Abstract
Voiced sound production is the primary form of acoustic communication in terrestrial vertebrates, particularly birds and mammals, including humans. Developing a causal physics-based model that links descending vocal motor control to tissue vibration and sound requires embodied approaches that include realistic representations of voice physiology. Here we first implement and then experimentally test a high-fidelity three-dimensional continuum model for voiced sound production in birds. Driven by individual-based physiologically quantifiable inputs, combined with non-invasive inverse methods for tissue material parameterization, our model accurately predicts observed key vibratory and acoustic performance traits. These results demonstrate that realistic models lead to accurate predictions and support the continuum model approach as a critical tool towards a causal model of motor control of voiced sound production.
Main text
During voiced sound production laryngeal vocal folds (VFs) or analogous syringeal structures exhibit self-sustained vibrations through fluid-tissue interactions and elastic restoring forces. VF vibrations mechanically convert expiratory airflow into pulsatile airflow, which causes air pressure oscillations constituting the acoustic excitation of the system (1–4). This physical framework is known as the myoelastic-aerodynamic theory (MEAD) (2, 3) and shared between mammals and birds (5). In the human larynx, which has been most intensively studied, VF tissue properties, aerodynamic forces and neuromuscular control of laryngeal and VF geometry all interact to ultimately control VF kinematics and glottal flow that set crucial acoustic source parameters such as fundamental frequency, registers, and spectral slope (1-4, 6).
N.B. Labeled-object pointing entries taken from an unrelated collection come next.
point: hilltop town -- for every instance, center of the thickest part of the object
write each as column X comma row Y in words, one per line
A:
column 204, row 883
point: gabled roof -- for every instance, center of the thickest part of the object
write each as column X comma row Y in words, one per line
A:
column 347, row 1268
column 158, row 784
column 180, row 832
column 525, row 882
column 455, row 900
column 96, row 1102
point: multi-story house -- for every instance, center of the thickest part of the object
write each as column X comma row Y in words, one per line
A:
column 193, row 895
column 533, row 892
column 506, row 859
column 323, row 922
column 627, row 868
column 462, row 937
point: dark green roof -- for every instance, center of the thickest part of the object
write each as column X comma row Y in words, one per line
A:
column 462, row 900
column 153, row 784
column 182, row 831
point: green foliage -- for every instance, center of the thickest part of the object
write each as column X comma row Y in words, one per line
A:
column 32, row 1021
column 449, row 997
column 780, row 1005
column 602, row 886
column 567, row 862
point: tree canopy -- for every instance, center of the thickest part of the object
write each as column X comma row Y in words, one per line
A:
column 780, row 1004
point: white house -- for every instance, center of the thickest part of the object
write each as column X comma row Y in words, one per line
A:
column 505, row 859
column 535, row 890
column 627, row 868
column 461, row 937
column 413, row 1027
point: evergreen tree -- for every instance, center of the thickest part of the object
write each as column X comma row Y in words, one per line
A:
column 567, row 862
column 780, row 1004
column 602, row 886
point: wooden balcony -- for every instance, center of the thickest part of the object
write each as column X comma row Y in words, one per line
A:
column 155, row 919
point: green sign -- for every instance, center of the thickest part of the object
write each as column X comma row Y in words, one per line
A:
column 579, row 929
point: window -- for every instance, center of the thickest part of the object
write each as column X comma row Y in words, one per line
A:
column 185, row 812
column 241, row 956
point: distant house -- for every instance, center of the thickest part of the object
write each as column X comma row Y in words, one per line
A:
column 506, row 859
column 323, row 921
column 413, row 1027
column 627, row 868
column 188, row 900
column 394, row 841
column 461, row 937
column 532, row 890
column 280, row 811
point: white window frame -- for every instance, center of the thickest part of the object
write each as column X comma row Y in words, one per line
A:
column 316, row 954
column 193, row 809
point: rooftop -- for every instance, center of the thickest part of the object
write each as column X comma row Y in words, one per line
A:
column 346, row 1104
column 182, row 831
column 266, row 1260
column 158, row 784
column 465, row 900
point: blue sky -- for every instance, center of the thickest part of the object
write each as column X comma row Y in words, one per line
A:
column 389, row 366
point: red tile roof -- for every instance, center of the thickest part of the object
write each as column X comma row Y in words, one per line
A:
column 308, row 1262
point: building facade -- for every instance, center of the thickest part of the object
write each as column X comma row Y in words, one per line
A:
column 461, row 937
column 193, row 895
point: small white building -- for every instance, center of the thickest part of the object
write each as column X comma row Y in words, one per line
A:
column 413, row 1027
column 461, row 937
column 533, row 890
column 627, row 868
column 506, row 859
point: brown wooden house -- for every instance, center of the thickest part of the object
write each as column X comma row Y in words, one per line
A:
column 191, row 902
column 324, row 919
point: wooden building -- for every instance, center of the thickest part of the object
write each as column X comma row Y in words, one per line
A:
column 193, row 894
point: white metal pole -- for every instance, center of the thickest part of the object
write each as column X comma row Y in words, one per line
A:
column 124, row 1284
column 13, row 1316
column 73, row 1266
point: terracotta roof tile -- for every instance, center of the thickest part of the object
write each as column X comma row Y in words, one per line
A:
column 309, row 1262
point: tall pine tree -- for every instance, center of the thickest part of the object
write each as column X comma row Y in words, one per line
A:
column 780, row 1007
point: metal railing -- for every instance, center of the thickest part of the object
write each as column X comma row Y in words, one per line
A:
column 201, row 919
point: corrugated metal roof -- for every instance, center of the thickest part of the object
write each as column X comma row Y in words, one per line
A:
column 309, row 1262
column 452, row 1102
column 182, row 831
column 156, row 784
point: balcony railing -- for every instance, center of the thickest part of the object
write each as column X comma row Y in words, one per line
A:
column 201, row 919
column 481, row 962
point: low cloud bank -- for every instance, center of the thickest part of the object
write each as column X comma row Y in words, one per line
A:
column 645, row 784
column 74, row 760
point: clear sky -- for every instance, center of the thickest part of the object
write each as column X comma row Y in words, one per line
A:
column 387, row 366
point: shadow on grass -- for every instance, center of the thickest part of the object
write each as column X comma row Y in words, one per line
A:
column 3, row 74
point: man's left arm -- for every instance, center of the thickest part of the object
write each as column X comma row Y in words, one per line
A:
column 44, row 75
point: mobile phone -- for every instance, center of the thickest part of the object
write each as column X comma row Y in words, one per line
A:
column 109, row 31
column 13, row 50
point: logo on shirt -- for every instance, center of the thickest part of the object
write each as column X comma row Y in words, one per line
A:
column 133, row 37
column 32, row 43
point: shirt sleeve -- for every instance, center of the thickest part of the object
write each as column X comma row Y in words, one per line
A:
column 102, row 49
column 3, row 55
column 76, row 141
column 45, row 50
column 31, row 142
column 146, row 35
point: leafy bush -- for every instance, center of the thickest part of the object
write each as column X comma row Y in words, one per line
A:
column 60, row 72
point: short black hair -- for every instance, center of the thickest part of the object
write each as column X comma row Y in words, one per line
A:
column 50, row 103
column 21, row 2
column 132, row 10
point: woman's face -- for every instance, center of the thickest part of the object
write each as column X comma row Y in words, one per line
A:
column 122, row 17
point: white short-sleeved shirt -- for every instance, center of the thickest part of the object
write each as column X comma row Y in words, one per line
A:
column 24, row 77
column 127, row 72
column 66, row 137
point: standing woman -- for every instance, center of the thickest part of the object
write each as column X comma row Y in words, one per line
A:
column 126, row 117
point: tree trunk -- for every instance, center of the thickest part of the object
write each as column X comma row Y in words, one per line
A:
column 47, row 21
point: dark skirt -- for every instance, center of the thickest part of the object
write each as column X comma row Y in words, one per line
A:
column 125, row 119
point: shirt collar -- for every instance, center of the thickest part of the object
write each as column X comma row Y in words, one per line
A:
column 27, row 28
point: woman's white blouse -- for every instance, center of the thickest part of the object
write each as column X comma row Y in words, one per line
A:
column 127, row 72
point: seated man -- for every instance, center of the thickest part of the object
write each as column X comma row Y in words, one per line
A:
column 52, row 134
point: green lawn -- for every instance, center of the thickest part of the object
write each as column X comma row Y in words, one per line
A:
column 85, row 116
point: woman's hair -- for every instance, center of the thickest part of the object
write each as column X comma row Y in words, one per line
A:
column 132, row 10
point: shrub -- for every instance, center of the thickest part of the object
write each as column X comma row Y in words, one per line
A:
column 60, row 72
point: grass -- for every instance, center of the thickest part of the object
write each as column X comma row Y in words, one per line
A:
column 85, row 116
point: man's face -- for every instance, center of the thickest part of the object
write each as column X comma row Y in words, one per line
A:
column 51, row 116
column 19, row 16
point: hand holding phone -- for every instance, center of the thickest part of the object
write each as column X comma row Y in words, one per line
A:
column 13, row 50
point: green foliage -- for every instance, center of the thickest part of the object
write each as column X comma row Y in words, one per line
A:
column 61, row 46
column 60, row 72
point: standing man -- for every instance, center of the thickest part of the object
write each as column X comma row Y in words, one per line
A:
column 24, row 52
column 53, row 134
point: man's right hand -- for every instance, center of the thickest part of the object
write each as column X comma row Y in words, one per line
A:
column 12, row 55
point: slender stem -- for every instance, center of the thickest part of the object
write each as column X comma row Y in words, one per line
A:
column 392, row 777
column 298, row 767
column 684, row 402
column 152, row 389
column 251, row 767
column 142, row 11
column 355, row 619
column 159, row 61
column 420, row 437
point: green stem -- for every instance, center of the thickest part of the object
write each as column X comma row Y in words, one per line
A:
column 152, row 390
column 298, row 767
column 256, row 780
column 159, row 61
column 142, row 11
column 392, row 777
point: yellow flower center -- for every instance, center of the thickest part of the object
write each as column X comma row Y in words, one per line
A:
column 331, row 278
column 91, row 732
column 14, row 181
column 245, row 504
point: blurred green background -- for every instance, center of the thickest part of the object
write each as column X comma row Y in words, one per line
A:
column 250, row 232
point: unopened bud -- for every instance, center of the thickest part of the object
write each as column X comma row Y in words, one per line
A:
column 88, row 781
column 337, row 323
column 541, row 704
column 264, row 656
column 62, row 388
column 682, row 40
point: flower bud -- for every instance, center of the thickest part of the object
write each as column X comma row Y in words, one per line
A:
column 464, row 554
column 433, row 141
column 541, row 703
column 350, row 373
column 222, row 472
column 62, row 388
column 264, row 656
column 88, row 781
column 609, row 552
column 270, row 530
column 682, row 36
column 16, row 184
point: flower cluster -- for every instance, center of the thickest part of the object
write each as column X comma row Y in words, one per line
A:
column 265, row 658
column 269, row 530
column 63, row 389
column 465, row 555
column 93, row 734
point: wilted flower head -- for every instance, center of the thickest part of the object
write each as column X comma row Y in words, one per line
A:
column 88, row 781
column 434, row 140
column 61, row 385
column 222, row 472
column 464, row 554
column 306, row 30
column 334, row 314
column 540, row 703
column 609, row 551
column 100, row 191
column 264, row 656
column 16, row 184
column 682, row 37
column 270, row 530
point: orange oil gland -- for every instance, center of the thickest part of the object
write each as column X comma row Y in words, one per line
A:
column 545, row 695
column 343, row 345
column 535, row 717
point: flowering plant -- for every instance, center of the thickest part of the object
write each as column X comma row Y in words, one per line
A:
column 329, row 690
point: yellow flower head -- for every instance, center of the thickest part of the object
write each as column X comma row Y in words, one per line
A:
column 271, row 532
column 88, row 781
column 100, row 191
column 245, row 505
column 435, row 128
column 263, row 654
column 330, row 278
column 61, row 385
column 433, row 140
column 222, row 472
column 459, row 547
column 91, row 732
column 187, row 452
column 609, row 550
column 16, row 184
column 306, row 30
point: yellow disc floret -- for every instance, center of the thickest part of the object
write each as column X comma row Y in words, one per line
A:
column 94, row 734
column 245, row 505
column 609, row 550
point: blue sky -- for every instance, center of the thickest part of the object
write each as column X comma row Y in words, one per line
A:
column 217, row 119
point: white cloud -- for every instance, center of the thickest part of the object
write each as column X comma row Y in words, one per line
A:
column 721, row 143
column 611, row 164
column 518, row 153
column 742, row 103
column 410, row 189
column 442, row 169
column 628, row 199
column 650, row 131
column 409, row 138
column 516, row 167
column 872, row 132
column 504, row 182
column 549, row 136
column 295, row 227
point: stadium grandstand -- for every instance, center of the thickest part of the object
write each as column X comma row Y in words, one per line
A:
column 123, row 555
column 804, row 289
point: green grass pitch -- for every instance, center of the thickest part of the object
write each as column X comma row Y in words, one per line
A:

In contrast to humans, birds are not as well-studied but have the significant advantage that the entire neuromechanical motor control loop of their voice production is experimentally accessible (7, 8). Furthermore the process of song motor sequence learning in songbirds can be monitored individually and shares many parallels with human speech acquisition (9–12). Thus birds present a tractable model system for (i) studying the physics and learned motor control of voiced sound production and (ii) to inform on basic principles of MEAD systems control.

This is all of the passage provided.